T
he UAE and Middle East have become a hub for branded residences, with developers partnering with luxury brands to boost property prices and investor appeal. The trend is driven by the allure of prestige, long-term value, and diversified real estate exposure.
Globally, the branded residences market is growing rapidly, with 740 completed projects and 790 more expected by 2031. Dubai alone accounts for nearly 20% of the global pipeline, with over 140 branded developments in the works. Hospitality brands dominate the market, but food and beverage (F&B) brands are increasingly vying for a share.

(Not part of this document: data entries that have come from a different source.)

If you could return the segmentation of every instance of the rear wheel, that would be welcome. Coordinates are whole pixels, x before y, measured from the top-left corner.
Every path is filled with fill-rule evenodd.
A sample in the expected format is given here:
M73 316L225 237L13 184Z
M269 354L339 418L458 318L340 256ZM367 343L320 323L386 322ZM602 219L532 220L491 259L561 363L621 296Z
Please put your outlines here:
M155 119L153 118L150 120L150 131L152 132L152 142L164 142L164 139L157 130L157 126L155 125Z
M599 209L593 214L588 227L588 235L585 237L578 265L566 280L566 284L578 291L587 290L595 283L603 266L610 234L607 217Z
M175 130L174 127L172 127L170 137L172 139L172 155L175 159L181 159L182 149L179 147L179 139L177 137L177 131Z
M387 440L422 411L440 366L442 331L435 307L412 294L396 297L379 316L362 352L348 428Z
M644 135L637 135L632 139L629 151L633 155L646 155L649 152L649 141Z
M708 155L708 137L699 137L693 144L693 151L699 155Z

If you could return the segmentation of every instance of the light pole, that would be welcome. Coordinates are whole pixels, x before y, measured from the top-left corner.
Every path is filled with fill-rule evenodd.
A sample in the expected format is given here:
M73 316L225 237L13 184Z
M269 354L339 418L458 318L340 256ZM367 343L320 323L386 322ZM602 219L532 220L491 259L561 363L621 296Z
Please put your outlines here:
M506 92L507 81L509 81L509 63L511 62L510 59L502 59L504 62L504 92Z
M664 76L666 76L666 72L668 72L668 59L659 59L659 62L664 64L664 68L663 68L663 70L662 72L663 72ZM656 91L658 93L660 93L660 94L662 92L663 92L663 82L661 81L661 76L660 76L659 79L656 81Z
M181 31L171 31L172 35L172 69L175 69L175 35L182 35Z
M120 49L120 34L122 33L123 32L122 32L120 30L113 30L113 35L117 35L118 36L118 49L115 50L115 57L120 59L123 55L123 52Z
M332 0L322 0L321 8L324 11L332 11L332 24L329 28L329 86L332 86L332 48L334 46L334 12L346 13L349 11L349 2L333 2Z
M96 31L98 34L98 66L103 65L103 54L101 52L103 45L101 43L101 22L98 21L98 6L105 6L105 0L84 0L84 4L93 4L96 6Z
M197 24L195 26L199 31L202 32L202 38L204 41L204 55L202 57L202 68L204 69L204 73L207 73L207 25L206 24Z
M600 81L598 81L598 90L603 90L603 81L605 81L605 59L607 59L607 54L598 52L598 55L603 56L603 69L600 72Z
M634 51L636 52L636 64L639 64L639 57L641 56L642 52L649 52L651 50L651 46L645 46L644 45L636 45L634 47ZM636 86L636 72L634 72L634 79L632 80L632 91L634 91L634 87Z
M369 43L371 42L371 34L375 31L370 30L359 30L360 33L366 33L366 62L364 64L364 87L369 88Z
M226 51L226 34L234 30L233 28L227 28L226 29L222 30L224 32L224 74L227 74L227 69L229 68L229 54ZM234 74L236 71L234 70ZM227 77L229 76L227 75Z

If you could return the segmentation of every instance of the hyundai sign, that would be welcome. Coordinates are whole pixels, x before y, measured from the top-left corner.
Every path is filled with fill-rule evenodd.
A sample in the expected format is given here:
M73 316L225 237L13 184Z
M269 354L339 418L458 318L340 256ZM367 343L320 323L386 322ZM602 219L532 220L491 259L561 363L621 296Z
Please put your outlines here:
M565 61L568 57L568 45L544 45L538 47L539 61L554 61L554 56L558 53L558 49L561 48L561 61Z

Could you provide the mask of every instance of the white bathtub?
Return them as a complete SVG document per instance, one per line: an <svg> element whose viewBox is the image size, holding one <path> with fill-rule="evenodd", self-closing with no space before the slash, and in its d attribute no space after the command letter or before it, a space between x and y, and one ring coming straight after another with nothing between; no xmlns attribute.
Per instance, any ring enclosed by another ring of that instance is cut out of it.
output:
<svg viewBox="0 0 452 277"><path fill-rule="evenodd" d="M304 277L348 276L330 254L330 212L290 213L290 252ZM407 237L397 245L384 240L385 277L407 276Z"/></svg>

Dubai's branded residence market has grown exponentially, from 21 projects in 2015 to 132 in 2024. F&B brands like Nikki Beach and Nobu have entered the market, offering unique design philosophies and lifestyle appeal. However, it remains to be seen whether they can command the same price premiums as top hotel brands.
Nikki Beach's debut project in Dubai saw resale prices reach AED 5,649 per sq ft, a 15% premium over comparable properties. Nobu has launched several projects in the Middle East, with prices starting at AED 8 million for units averaging 1,300 sq ft. Cipriani is also entering the market through its Mr. C Residence brand.
While F&B brands face unique challenges in the branded residence space, they can offer a steady cash flow and an avenue to cement customer loyalty. The convergence of lifestyle, hospitality, and real estate taps into the emotional value of ownership, making it not just about square footage but also about the story, experience, and exclusivity.
The success of F&B brands in the branded residence market will depend on their ability to maintain service standards and keep the brand experience intact. If buyers are willing to entrust their lifestyle – and investments – to F&B brands, it could signal a shift in how we define luxury hospitality altogether.